И такое говорил Щедрое Сердце, когда завязывал дорожный пояс:
«В минуты нужды и отчаяния, в годы юности и старости я всегда был, остаюсь и буду с тобой – с твоим былым и будущим, ибо я сам – настоящее, пока живу на этом свете. Я с твоим голодным хлебом и сытой бедой, с людьми и животными, с камнями и деревьями – с тем миром, который меня окружает. Не смотря на трудности жизни, на горечь потерь и утрат, на сумерки жестокости и туман равнодушия, моя душа и моё сердце, мой свободный ум слились для тебя одной песней, одной светлой мелодией, и я посвящаю её тебе:
«Тебе, моя земля, дарю свой рай души!»»
И говорил старик, засыпая:
«Да умолкнут пустомели и внемлют тугоухие, да встанут на колени, да поцелуют прах, их носящий – прах праха, ибо здесь находятся святые места. И только открытому, искреннему и живому сердцу дозволено видеть эту красоту!»
Когда старик засыпал, на стражу мира заступали древние величественные горы. Они стояли и молчали, и в глубине своих недр таили возвышенную думу – то была вечность застывших мгновений. А спящий старик был не столько крошечным сгустком живой клетки, жалким комком человеческой плоти, прахом от праха земли, сколько неслышным шелестом секунд, громовым водопадом срывающихся лет и шёпотом высохшего мха на мертвенно серых скалах, припорошенных снегом.
Уже много дней в горах стояла чудная солнечная погода. Редкие курчавые облака появлялись после полудня и растворялись под вечер в прозрачном тихом воздухе. И путники шли всё дальше от дома и ближе к своей цели – к несчастному сыну, который воспалёнными от слёз и боли глазами просил о помощи.
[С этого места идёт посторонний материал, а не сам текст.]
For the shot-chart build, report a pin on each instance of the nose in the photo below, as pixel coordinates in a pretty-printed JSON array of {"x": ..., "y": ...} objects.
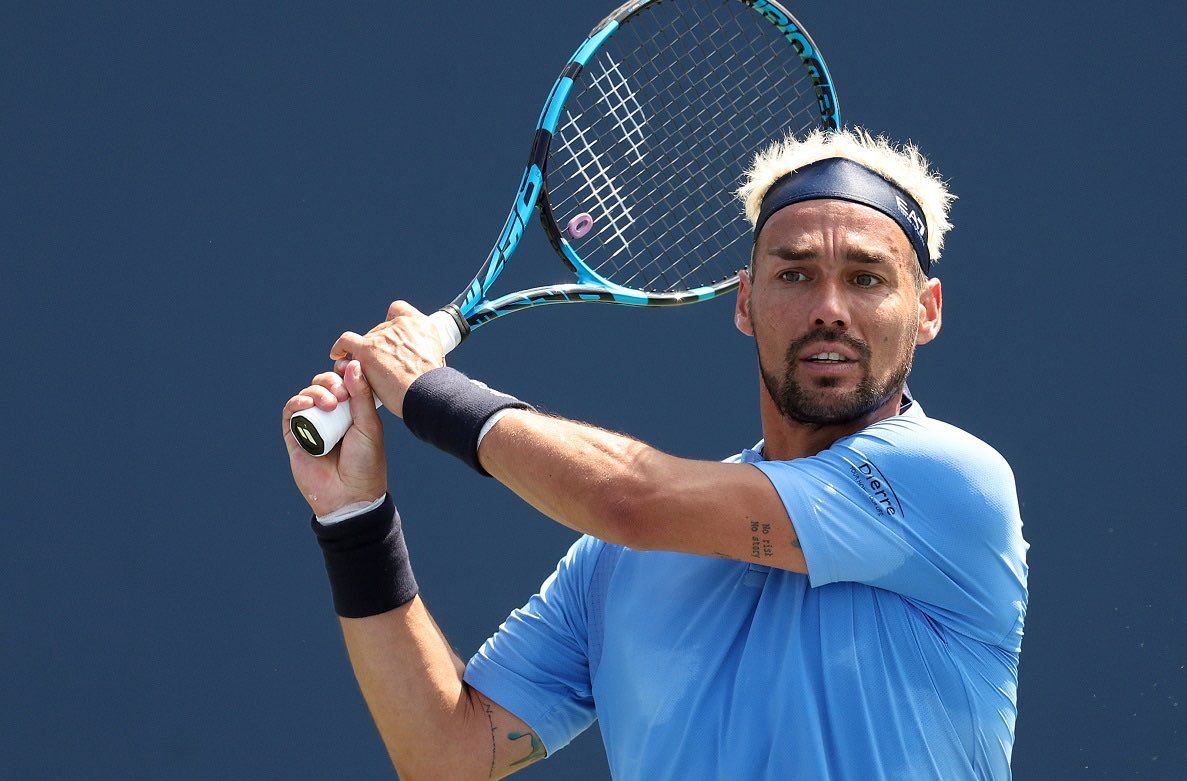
[{"x": 829, "y": 309}]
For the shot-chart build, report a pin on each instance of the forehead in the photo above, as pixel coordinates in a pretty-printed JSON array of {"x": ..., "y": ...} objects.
[{"x": 813, "y": 222}]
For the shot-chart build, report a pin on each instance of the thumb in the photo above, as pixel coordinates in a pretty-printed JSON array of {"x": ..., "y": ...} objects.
[{"x": 362, "y": 400}]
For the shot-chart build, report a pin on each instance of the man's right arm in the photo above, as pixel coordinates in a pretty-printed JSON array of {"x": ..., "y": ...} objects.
[{"x": 433, "y": 724}]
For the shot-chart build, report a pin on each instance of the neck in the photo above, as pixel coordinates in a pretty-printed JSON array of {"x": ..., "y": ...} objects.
[{"x": 786, "y": 439}]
Но однажды, когда горы скрылись в вечернем мраке, а на вершинах ещё мерцали лучи заходящего солнца, появились длинные перистые облака – первые признаки большой беды, скорой на расправу, как смерть.
Вечер на цыпочках подкрался со стариковой спины быстро и невесомо, как снежный барс. На западе пламенный диск солнца, словно бессловесный огненный человек, попавший в болото и поглощаемый трясиной наступающей ночи, медленно и неумолимо опускался за горизонт. Он отчаянно и тщетно цеплялся окровавленными пальцами последних лучей за остро отточенные вершины хребтов, лучи отрывались от непомерного напряжения, и солнце разрывало до чёрной крови снежные спины каменных гигантов. Солнце на последнем издыхании исходило кровью, и она беззвучно клокотала в немом горле и изливалась из него».